Tuesday night I was with about 20 people on West 86th Street in Manhattan, with one television tuned to CNN, and a second to Jon Stewart and Stephen Colbert's giddy, subversive campaign coverage. At one point a correspondent was speaking in front of an animated forest background from Bambi, with bluebirds fluttering behind his head as the title character ambled onscreen, in front of him. Later a "McCain spokesperson" spoke while posing against a background of M.C. Escher's 1953 lithograph Relativity, a Bermuda Triangle of endless staircases.
About 10:30 or so, one woman leaped up excitedly after getting a text message from a friend in London, "They've called the election!" We were all a bit shocked since the statistics noted "3% of precincts reporting." But a short time later Obama's win was more than speculation.
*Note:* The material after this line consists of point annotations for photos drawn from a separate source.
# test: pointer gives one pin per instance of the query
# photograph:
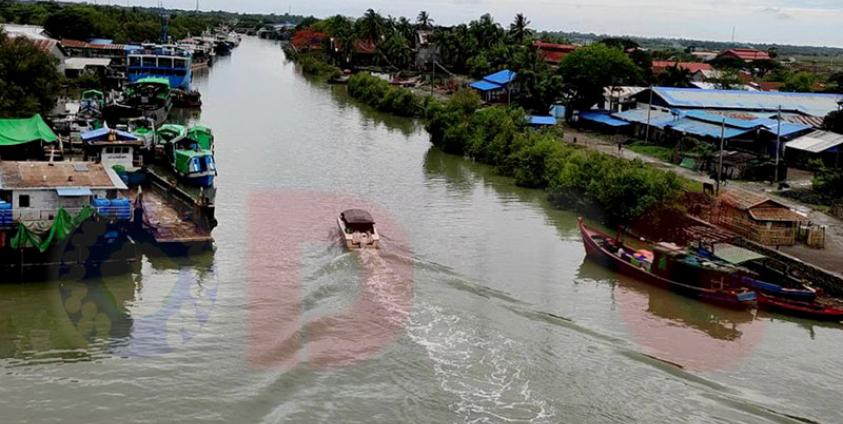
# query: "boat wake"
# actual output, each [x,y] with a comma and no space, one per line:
[485,373]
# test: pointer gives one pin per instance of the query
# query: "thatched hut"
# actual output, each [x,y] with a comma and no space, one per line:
[758,218]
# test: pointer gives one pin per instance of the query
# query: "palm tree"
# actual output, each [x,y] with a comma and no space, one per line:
[424,20]
[371,26]
[518,28]
[675,76]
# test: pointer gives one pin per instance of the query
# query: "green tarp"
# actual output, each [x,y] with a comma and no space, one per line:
[154,80]
[63,225]
[27,130]
[202,135]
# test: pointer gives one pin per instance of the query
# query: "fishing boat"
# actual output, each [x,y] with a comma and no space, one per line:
[172,63]
[664,264]
[202,135]
[760,273]
[819,309]
[358,229]
[192,163]
[147,97]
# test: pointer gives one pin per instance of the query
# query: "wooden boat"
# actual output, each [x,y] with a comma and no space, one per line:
[709,283]
[358,229]
[822,310]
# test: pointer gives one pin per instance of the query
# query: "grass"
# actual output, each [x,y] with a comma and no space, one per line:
[659,152]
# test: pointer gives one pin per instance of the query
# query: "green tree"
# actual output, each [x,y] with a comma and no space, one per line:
[803,82]
[29,80]
[519,30]
[675,76]
[834,122]
[588,70]
[424,21]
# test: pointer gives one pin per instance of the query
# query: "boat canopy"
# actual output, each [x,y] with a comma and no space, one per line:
[104,133]
[735,255]
[27,130]
[93,94]
[202,135]
[154,80]
[357,216]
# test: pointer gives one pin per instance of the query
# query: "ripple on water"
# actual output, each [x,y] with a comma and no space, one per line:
[485,372]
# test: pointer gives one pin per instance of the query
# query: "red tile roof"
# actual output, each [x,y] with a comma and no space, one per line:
[746,54]
[693,67]
[553,53]
[77,44]
[44,45]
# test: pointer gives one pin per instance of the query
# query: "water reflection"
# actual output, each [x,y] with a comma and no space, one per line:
[88,319]
[683,331]
[65,320]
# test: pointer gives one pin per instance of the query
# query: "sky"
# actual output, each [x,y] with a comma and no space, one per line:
[801,22]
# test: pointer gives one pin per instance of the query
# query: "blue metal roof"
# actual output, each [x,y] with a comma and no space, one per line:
[658,119]
[73,191]
[705,129]
[814,104]
[501,77]
[603,117]
[542,120]
[484,86]
[712,118]
[102,134]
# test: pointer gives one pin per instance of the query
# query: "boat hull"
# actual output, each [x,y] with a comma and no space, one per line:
[734,300]
[800,309]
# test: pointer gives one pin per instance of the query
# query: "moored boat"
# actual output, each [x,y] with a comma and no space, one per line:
[708,282]
[358,229]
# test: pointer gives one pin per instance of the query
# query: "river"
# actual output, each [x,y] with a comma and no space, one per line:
[480,307]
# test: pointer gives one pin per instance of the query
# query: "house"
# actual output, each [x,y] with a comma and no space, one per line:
[497,87]
[746,55]
[823,145]
[37,190]
[660,66]
[758,218]
[620,98]
[37,36]
[75,67]
[83,49]
[22,138]
[553,53]
[803,108]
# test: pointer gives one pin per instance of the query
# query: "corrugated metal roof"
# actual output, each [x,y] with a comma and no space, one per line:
[484,86]
[602,117]
[73,191]
[542,120]
[814,104]
[658,118]
[816,142]
[501,77]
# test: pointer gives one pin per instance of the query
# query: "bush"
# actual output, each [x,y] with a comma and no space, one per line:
[383,96]
[623,190]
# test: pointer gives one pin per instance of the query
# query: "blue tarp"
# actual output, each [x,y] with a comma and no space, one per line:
[73,191]
[705,129]
[539,120]
[485,86]
[101,134]
[602,117]
[501,77]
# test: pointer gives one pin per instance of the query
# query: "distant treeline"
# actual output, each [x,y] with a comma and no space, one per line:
[683,43]
[125,24]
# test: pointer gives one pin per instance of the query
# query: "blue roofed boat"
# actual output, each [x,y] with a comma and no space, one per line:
[152,60]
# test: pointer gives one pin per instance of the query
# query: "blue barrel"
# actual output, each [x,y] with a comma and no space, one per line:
[5,214]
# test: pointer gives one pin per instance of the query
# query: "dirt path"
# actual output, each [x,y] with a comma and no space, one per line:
[830,258]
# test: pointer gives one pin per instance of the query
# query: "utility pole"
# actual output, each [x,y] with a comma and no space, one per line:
[720,160]
[778,145]
[649,111]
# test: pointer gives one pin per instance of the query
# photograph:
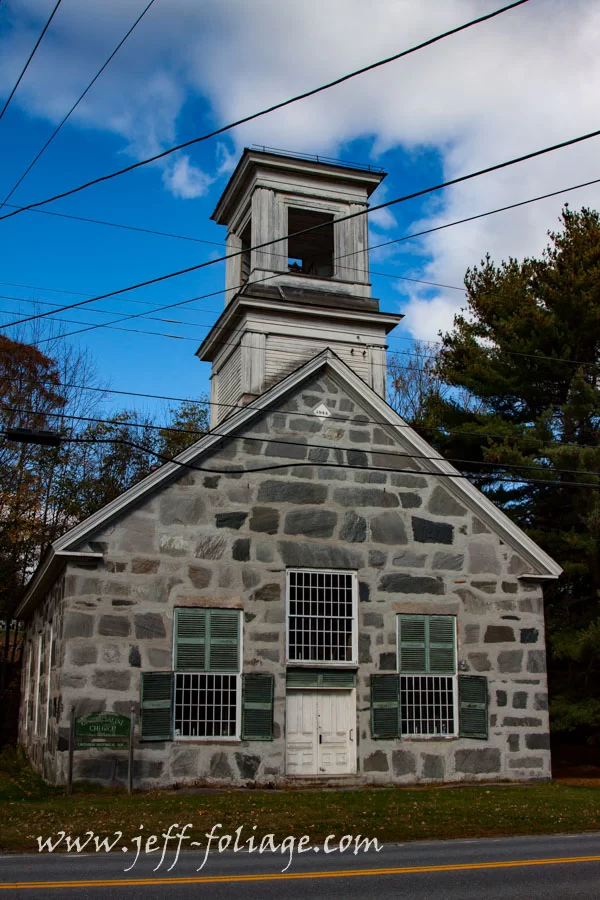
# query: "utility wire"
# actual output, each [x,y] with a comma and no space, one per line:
[407,237]
[287,465]
[270,109]
[333,418]
[279,440]
[75,105]
[180,237]
[93,326]
[31,55]
[411,196]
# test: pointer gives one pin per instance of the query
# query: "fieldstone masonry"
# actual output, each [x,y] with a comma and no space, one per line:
[226,540]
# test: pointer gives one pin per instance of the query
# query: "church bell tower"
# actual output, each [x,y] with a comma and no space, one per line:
[288,301]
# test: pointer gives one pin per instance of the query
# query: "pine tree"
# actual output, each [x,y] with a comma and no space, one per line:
[526,348]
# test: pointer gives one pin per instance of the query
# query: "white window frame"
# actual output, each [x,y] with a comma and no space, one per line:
[231,738]
[322,663]
[434,735]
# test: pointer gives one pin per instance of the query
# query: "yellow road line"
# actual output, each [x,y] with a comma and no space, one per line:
[282,876]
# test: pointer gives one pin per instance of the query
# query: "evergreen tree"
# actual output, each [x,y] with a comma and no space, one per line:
[527,349]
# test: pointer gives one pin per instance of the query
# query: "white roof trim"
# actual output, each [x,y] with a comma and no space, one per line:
[462,488]
[47,570]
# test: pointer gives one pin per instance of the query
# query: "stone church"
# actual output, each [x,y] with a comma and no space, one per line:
[310,591]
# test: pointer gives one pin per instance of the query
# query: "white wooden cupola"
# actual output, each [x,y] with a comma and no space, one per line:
[287,302]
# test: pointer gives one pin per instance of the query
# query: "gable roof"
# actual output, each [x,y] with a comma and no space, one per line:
[66,546]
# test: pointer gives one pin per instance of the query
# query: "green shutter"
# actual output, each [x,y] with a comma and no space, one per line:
[412,644]
[426,645]
[257,707]
[191,628]
[385,707]
[472,701]
[156,706]
[207,640]
[223,654]
[442,645]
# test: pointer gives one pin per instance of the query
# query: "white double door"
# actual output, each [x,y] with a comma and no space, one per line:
[321,732]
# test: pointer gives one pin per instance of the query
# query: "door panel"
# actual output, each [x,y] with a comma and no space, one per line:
[321,732]
[302,733]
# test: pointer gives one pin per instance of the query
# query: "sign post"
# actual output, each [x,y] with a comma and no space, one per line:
[71,745]
[101,731]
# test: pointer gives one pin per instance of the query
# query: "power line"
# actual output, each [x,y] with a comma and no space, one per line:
[180,237]
[385,274]
[314,446]
[31,55]
[332,418]
[93,326]
[411,196]
[490,212]
[270,109]
[75,105]
[407,237]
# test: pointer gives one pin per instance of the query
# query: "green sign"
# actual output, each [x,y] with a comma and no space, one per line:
[102,730]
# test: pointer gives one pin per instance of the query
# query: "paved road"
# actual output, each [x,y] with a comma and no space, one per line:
[508,868]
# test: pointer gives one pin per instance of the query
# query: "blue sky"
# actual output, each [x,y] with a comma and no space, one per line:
[522,81]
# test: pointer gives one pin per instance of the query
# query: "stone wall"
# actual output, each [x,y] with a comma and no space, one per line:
[211,539]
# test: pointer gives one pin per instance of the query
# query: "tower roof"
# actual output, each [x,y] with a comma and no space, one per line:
[264,166]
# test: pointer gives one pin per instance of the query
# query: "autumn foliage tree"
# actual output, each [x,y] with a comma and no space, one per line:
[526,348]
[46,490]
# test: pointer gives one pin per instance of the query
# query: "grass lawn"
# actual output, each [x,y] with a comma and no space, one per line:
[31,808]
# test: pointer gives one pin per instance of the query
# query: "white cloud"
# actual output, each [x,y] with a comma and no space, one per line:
[382,219]
[186,180]
[526,79]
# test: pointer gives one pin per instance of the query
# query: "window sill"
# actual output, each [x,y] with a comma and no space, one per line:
[319,664]
[184,739]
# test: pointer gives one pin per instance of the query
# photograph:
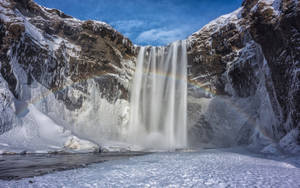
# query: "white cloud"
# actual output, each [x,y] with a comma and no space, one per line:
[127,25]
[161,36]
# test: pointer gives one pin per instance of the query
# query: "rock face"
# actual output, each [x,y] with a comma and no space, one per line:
[243,75]
[76,72]
[250,56]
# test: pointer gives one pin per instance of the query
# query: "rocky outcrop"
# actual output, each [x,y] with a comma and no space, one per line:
[65,67]
[251,55]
Many at my party wept during Obama's stirring speech in Grant Park, another oratory triumph. (A singer friend in the U.K. called the next day, commenting on his delivery, pacing, phrasing and intonation, all perfectly calibrated to give his content maximum impact.)
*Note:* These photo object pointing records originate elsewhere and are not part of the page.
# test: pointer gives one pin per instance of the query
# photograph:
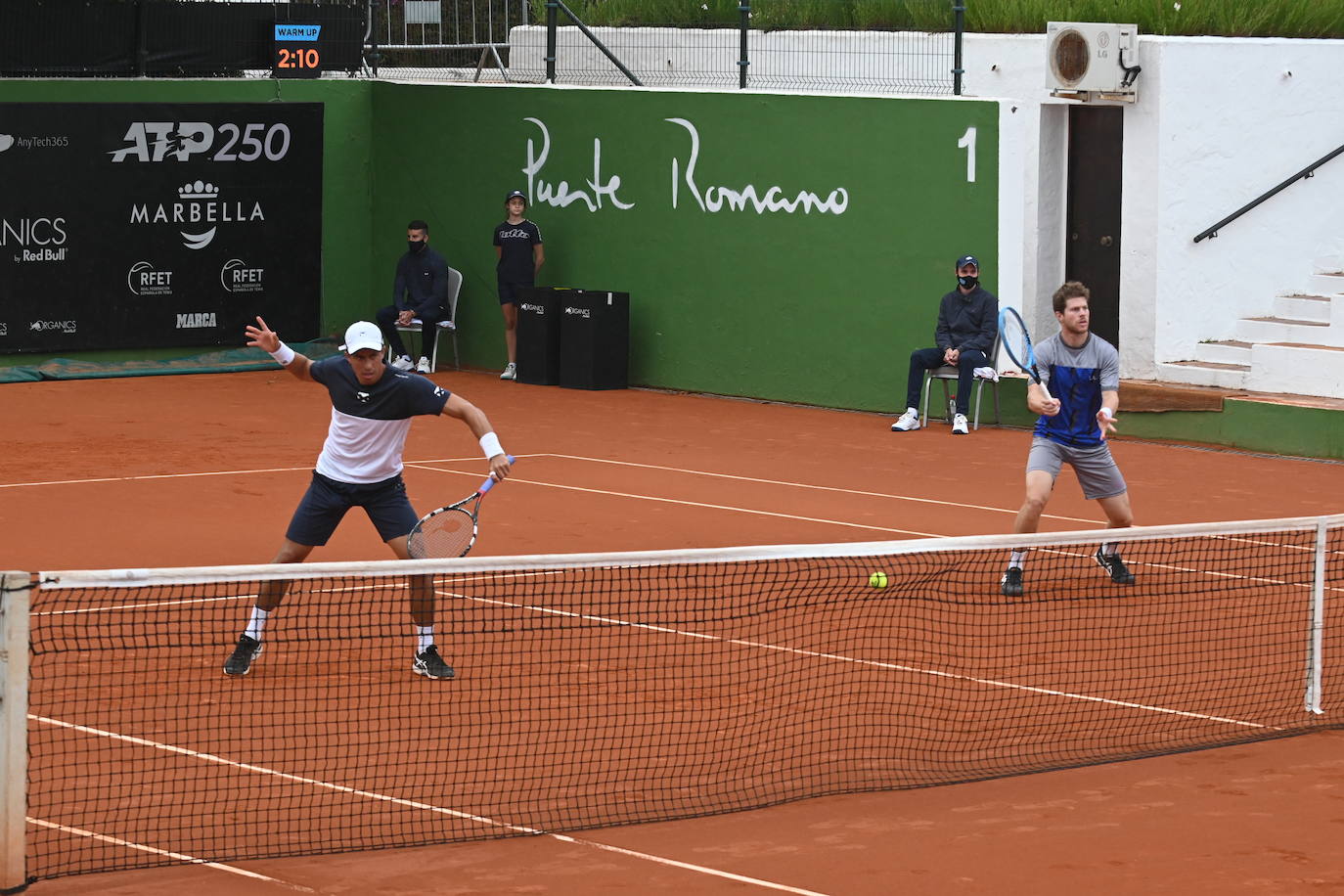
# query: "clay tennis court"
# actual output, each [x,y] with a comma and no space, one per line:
[194,470]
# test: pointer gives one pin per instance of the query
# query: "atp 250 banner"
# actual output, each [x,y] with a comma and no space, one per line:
[143,225]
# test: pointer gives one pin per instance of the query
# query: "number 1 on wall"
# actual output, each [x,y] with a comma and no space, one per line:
[967,143]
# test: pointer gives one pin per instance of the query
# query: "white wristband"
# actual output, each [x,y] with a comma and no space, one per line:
[284,355]
[491,445]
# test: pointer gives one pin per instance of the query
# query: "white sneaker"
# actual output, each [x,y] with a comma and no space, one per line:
[909,421]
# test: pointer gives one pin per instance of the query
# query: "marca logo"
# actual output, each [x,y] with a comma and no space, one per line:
[38,240]
[46,327]
[237,277]
[179,141]
[198,204]
[143,280]
[197,320]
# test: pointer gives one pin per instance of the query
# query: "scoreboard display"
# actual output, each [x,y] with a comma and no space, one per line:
[297,51]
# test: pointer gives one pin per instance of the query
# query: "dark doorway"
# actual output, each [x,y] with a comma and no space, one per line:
[1096,147]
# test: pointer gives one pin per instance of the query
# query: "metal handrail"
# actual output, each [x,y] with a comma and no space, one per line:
[1303,175]
[552,6]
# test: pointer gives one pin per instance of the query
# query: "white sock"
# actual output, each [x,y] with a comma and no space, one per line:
[257,623]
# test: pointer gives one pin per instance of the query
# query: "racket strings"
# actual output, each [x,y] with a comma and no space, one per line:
[445,535]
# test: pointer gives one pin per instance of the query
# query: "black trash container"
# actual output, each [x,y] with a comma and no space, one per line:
[539,336]
[594,338]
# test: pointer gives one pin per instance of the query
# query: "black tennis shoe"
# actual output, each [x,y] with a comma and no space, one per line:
[1111,563]
[428,664]
[240,661]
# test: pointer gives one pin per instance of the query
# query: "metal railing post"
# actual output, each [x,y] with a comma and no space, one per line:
[553,10]
[743,24]
[959,10]
[141,38]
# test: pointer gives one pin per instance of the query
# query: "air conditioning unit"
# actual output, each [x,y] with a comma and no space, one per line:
[1092,57]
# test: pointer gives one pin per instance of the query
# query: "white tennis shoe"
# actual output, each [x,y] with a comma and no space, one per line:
[909,421]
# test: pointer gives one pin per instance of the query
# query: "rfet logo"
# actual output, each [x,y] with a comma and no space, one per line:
[143,280]
[236,277]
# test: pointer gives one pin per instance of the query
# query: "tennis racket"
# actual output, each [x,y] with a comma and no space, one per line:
[1017,341]
[449,531]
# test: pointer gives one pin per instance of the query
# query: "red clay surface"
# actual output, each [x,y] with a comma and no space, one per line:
[191,470]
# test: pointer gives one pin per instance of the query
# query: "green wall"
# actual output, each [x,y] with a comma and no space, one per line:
[807,306]
[347,171]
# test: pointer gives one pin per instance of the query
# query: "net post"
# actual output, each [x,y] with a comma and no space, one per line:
[14,729]
[1315,662]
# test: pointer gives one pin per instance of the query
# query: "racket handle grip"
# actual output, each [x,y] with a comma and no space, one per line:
[489,484]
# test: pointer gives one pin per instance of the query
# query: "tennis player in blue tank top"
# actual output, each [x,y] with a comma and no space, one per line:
[1081,377]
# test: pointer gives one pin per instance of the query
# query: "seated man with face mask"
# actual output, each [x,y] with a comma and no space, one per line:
[967,326]
[420,291]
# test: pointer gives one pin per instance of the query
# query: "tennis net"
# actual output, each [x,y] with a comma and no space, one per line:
[607,690]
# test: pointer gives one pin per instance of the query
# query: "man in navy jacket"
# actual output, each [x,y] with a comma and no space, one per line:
[967,326]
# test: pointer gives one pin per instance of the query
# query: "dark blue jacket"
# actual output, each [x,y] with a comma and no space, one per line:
[967,320]
[421,284]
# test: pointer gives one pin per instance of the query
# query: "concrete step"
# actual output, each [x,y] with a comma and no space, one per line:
[1204,374]
[1225,352]
[1283,330]
[1297,368]
[1304,308]
[1330,284]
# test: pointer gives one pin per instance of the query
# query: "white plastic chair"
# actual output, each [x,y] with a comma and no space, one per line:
[455,287]
[945,374]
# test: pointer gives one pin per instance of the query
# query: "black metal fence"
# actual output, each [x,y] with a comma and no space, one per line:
[502,39]
[517,40]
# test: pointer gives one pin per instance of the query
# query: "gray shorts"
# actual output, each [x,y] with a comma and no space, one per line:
[1095,467]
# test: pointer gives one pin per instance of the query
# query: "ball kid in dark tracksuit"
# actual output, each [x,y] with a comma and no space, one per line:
[517,245]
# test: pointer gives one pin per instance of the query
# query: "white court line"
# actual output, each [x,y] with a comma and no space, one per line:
[193,860]
[410,803]
[876,664]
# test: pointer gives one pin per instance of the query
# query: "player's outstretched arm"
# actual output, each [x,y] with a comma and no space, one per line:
[1038,402]
[481,428]
[268,340]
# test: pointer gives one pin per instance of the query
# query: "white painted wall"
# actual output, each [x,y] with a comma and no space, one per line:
[1217,122]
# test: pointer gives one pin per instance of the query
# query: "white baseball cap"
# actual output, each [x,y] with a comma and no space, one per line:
[362,335]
Three of us left about 1:00 a.m. going downtown, and had to take the subway since there were no taxis. At each stop, the train doors would open to shouts of "Obama! Obama!" from the platform. We arrived at 14th Street and went above ground, where we found crowds milling around, excitedly talking on cell phones, with people driving by and shouting from open car windows.
Since it was almost 2:00 a.m., it felt unwise to call people in this time zone, so I dialed as many as I could think of on the West Coast, where it was "only" 11:00 p.m. All were elated, albeit tempered by grim predictions on the fate of Proposition 8. After a half-hour of conversation, I finally went home, and watched more campaign coverage until about 4:00 in the morning.
With just three hours' sleep, the next day was a fuzzy blur, yet I couldn't stop smiling. And I still can't.